Linux – SSD/NVME friendly MD RAID1 rebuild in Linux

linuxraidsoftware-raidssd

I use SSD and NVME RAID1 arrays to store mostly virtual machine disks. More than 75% of the data are zeros (preallocated images, free space).

If a disk fails and gets replaced, the rebuild copies and writes all the data to the replacement disk, which causes thermal throttling in NVME, and I assume more wear on the SSD/NVME. Is there a way to configure the rebuild to compare data from both disks first and write to the new disk only if needed?

Or are SSD/NVME chips supposed to check whether the data are just zeros and if the target blocks are not written yet (giving zeros on read), it would just discard the data without wasting write cycles?
Or if there is any target data should it just trim the block to produce zeros?

I found an old thread at https://www.spinics.net/lists/raid/msg57529.html
but it did not provide an answer.

I tried a workaround but I think it is ugly plus the RAID must be offline.

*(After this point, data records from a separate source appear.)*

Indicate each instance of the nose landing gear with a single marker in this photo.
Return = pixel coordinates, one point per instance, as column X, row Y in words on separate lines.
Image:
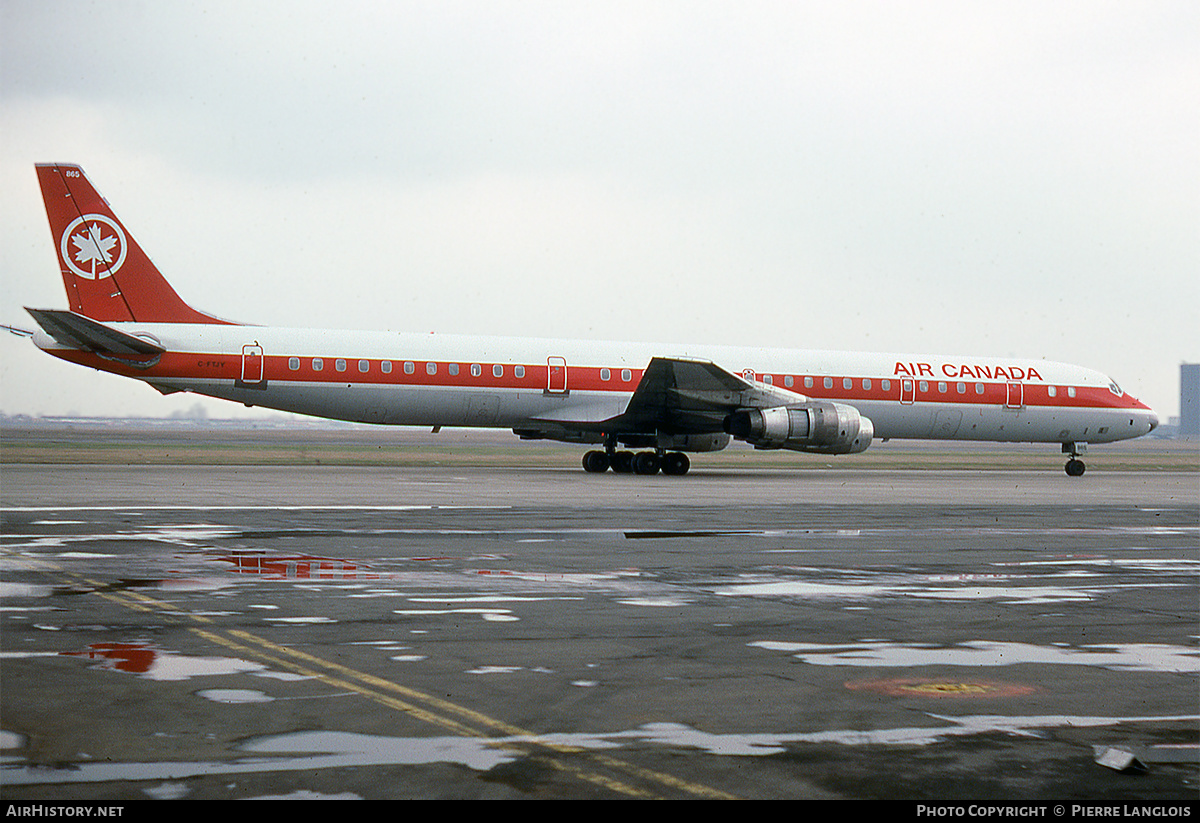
column 1075, row 467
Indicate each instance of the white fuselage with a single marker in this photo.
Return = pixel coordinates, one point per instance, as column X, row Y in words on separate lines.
column 520, row 383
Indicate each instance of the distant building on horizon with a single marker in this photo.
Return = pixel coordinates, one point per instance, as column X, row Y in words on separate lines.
column 1189, row 400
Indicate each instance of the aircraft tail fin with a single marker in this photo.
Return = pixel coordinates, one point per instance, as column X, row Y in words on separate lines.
column 107, row 275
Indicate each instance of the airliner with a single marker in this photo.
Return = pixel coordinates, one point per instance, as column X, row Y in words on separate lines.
column 641, row 407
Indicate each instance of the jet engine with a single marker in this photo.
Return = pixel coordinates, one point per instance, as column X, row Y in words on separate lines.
column 828, row 428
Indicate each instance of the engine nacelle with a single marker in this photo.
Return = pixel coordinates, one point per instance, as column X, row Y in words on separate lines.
column 829, row 428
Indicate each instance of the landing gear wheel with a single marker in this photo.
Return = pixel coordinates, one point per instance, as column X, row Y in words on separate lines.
column 595, row 462
column 622, row 462
column 676, row 463
column 646, row 462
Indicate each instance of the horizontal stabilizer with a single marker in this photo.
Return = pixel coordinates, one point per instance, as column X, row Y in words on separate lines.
column 77, row 331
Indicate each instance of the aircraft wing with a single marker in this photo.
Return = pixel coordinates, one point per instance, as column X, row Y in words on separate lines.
column 77, row 331
column 681, row 395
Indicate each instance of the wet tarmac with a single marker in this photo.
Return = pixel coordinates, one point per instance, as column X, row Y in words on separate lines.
column 537, row 632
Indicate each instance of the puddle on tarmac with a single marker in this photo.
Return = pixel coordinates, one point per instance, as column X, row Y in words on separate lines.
column 155, row 664
column 305, row 751
column 1122, row 658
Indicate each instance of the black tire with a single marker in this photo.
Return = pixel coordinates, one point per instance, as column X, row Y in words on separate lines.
column 676, row 464
column 595, row 462
column 646, row 462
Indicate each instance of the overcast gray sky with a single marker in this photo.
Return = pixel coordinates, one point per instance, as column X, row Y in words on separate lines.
column 1014, row 179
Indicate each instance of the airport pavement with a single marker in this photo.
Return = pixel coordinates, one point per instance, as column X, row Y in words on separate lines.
column 539, row 632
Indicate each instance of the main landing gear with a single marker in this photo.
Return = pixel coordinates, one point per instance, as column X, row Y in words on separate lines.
column 673, row 463
column 1075, row 467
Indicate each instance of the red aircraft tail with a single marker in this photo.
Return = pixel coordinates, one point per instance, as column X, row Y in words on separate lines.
column 107, row 275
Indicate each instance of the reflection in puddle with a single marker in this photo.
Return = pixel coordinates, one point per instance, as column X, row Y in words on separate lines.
column 154, row 664
column 298, row 568
column 1122, row 658
column 234, row 696
column 305, row 751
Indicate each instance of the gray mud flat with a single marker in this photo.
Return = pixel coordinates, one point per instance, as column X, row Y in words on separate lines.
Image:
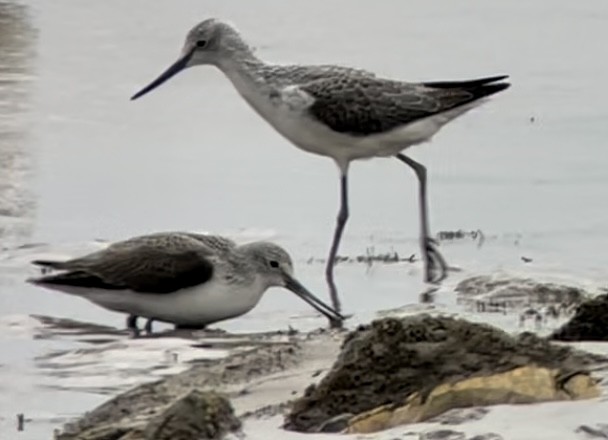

mdadm --fail /dev/md0 /dev/sde
mdadm -r /dev/md0 /dev/sde

(replace /dev/sde)

mdadm -S /dev/md0
ddpt if=/dev/sdd of=/dev/sde verbose=1 oflag=sparing
mdadm -C -v /dev/md0 --assume-clean -l 1 -n 2 /dev/sdd /dev/sde

Any ideas for compare-write RAID1 rebuild? Thanks.

Best Answer

The short answer is: No.

The md-driver is tuned for performance. And it has a simply dirty-map to keep raid 1 members in sync.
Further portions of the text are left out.